Canny students also make selections with an eye to their eventual ATAR, or university entrance score. Some subjects can attract more points than others. It's called scaling.

It is a complex formula which doesn't rate difficulty but averages and if you need a big score then you go after the subjects with the "free points" - those scaled up.

On last year's rankings, agriculture was right down the bottom alongside cooking and design.

Up the top, those with the potential for more points, are languages such as Latin or the traditional hard nut, specialist mathematics.

Those few students who have attempted those little-bonus agriculture and horticultural subjects have found them long and difficult.

They were not able to reconcile the complexity of the course with its scaling.

Authorities already have the Victorian Tertiary Admissions Centre in their sights over this disparity.

Agriculture is on the nose with Victorian students.

Only 7 per cent of the people working in the agricultural sector have a university qualification.

There is a chronic skills shortage throughout farming in Australia. Enrolments are falling through the floor and cash-strapped universities are said to be looking for excuses to drop the subject.

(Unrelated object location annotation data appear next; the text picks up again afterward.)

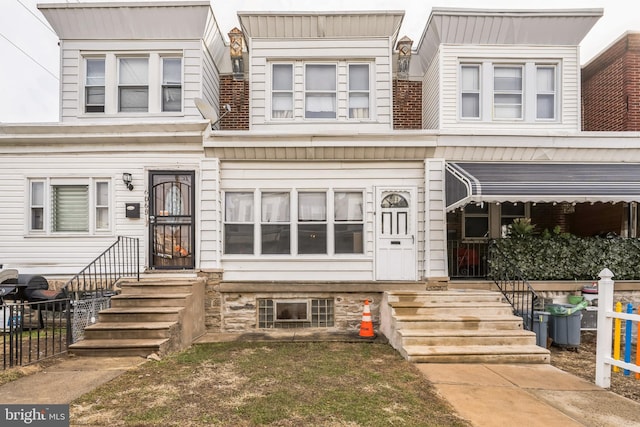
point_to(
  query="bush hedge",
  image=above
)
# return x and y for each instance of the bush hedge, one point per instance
(565, 257)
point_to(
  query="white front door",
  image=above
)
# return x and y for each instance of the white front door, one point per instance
(395, 231)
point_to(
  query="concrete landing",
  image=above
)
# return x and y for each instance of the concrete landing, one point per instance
(528, 395)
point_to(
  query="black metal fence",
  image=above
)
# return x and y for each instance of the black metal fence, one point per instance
(34, 331)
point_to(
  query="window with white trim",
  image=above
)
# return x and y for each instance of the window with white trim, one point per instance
(282, 91)
(358, 91)
(94, 85)
(275, 227)
(470, 91)
(500, 91)
(507, 92)
(171, 84)
(312, 223)
(59, 205)
(546, 92)
(133, 85)
(324, 222)
(320, 91)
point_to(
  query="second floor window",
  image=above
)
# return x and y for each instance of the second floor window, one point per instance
(133, 85)
(546, 92)
(171, 84)
(282, 91)
(94, 85)
(507, 92)
(320, 91)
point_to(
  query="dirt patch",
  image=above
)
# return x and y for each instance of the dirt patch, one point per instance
(582, 363)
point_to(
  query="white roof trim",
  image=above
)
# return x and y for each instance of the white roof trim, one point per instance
(561, 27)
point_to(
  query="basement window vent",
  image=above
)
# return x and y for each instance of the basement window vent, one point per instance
(285, 314)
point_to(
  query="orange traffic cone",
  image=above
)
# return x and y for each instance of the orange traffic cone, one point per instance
(366, 326)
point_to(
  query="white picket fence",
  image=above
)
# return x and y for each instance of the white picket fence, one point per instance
(606, 315)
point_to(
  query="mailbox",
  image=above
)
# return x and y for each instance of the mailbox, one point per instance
(132, 210)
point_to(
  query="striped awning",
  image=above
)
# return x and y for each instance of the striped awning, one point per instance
(541, 182)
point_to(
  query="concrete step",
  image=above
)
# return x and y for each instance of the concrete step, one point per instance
(149, 300)
(444, 296)
(156, 287)
(457, 322)
(457, 309)
(449, 337)
(128, 330)
(477, 354)
(140, 314)
(119, 347)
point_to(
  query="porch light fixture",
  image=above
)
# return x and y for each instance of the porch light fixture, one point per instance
(404, 56)
(127, 179)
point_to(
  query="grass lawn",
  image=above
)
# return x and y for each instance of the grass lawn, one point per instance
(278, 384)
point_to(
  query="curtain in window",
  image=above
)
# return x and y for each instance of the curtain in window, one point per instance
(102, 206)
(239, 207)
(312, 207)
(348, 206)
(70, 208)
(275, 207)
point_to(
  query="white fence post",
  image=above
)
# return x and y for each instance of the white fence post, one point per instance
(605, 324)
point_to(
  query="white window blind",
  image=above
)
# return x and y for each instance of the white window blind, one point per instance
(70, 208)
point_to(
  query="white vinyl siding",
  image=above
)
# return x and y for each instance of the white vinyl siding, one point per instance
(567, 90)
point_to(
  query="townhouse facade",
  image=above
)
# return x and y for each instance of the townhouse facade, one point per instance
(316, 159)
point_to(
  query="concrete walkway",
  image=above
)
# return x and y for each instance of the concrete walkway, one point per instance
(528, 395)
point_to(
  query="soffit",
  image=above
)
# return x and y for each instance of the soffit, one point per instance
(562, 27)
(301, 25)
(129, 21)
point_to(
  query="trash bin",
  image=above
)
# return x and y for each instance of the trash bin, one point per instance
(541, 327)
(565, 324)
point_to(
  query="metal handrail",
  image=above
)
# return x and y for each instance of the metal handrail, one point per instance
(121, 259)
(518, 292)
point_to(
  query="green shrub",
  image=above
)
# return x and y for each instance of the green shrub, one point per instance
(562, 256)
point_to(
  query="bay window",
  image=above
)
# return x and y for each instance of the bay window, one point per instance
(276, 224)
(320, 91)
(312, 223)
(238, 228)
(324, 222)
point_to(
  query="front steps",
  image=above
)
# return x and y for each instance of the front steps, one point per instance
(151, 316)
(457, 327)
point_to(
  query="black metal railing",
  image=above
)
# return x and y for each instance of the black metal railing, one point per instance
(122, 259)
(517, 291)
(467, 260)
(34, 331)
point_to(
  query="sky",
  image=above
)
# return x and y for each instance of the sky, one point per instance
(29, 64)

Industry needs to do more to promote agriculture as a career.

The media is complicit in promoting negative attitudes of farmers and the hit television series The Farmer Wants A Wife is an example of this.

One positive in this mess is overdue recognition by the Victorian Government that something urgent needs to be done.

A parliamentary inquiry is due to report on its fact-finding efforts within six months.

The end of the drought may mean more rural families can afford to send their children off to university.

But it is the parliamentary report and the Government's response that we need to provide a wholesale solution to an entrenched problem.